The whole development approach reopens the questions of the future of the humanitarian sector. Even though there is a general consensus on the fact that humanitarian services should offer not only reactionary assistance, but a more development-oriented aid, reality shows otherwise. The humanitarian sector’s wallet unfortunately does not cover its ambitions. While the idea of how aid must be delivered has been changing over the last few years, the economic structure remains the same (there is even the fear that the amount of aid provided will shrink due to recent political events).
On top of that, aid funds are extremely concentrated and are only given to a few actors. Actually, to get to know precisely how much of the global humanitarian funds go directly to local and national actors is quite complex: there is too little transparency and too much missing data to get to a definite conclusion (Oxfam & FIC, 2020). The most recent Global Humanitarian Assistance report states that local and national NGOs received 2.1 percent of all NGO funding in 2019. (Development Initiatives, 2020).
If the antiquated structures that have existed for so long without a major change, are not enough to respond to the humanitarian challenges of today, then there is the need of a serious restructure. Crises like the one happening in Colombia with the Venezuelan migration, that it is even more worrisome because of COVID-19, could certainly benefit from a better and most needed humanitarian assistance.
There are 1.7 million Venezuelans with the intention to stay in Colombia (and many more in the country as expressed before), and once the immediate humanitarian needs are covered, local organizations will continue addressing the day-to-day challenges of integrating migrants into the host communities. International aid usually leaves, the problem stays, and then local NGOs are the poorly funded front liners who need to be innovative to cope up with the problems that INGOs (even if they went there solely for that purpose) did not even address in the first place.
(1) For example, as of 2020, more than 5 million Colombians are living outside their home country.
(2) Figure that corresponds to the amount of official documents that the Colombian government has given to Venezuelans who live in Venezuela but cross the border regularly to Colombia in order to work.
(3) Colombian migrants that went to Venezuela years before who decided to go back to Colombia. This term includes the children of Colombians that were born and raised in Venezuela, and even the children of those children.
(4) “Parcero “is a common slang word used in Colombia that means “friend, pal, buddy”, and “Pana” is the same thing, but in Venezuelan slang.
References:
ACAPS (2020) Colombia. Venezuelan Refugees.
Development Initiatives (2020) Global Humanitarian Assistance Report.
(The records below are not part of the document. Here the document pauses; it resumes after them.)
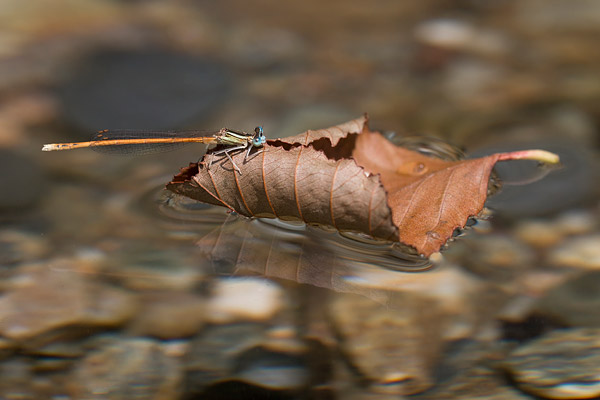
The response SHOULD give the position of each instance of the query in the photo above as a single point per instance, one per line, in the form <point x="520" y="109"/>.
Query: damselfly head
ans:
<point x="259" y="137"/>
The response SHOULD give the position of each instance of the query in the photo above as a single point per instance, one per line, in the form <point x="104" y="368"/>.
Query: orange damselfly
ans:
<point x="131" y="141"/>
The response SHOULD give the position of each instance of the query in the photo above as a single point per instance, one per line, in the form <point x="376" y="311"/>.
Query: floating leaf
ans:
<point x="352" y="179"/>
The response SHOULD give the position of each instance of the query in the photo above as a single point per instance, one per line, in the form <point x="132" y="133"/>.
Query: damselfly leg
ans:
<point x="143" y="142"/>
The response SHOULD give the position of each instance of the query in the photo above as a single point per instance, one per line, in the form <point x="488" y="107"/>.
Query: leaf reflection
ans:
<point x="304" y="254"/>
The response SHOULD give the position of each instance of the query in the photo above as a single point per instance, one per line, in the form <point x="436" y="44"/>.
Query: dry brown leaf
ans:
<point x="376" y="188"/>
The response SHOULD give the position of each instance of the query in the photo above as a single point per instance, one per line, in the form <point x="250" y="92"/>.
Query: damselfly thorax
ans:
<point x="143" y="142"/>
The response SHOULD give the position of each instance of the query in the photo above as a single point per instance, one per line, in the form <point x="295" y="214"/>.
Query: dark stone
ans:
<point x="151" y="90"/>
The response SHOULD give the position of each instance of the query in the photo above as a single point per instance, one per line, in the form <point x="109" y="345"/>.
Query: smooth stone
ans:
<point x="578" y="252"/>
<point x="242" y="298"/>
<point x="21" y="180"/>
<point x="394" y="349"/>
<point x="564" y="364"/>
<point x="538" y="233"/>
<point x="17" y="247"/>
<point x="478" y="383"/>
<point x="169" y="315"/>
<point x="575" y="302"/>
<point x="143" y="90"/>
<point x="127" y="369"/>
<point x="497" y="256"/>
<point x="44" y="299"/>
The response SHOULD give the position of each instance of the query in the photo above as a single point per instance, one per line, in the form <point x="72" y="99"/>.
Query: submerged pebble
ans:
<point x="563" y="364"/>
<point x="578" y="252"/>
<point x="575" y="302"/>
<point x="127" y="369"/>
<point x="169" y="315"/>
<point x="244" y="299"/>
<point x="395" y="349"/>
<point x="43" y="298"/>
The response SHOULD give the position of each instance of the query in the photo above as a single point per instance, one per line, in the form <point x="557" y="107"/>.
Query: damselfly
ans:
<point x="131" y="141"/>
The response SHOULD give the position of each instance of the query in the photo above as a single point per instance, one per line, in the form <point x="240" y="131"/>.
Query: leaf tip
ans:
<point x="542" y="156"/>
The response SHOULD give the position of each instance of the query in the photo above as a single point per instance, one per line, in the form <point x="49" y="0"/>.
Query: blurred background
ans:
<point x="104" y="293"/>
Entre Panas y Parceros (2020) Objetivos.
IMF, (2019) El Directorio Ejecutivo del FMI Concluye la Consulta del Artículo IV con Colombia correspondiente a 2020.
Inter-Agency Standing Committee (2016) Localisation: As Local as Possible, as International as Necessary
Migración Colombia. (2020). Radiografía: venezolanos en Colombia. Ministerio de Relaciones Exteriores.
The New Humanitarian (2015) Where is all the money going? The Humanitarian Economy.
Oxfam & The Feinstein International Center (2020) Anchored in Local Reality: Case Studies on Local Humanitarian Action from Haiti, Colombia, and Iraq.
Seele, A & Bolter, J (2020) An Uneven Welcome: Latin American and Caribbean Responses to Venezuelan and Nicaraguan Migration. Migration Policy Institute.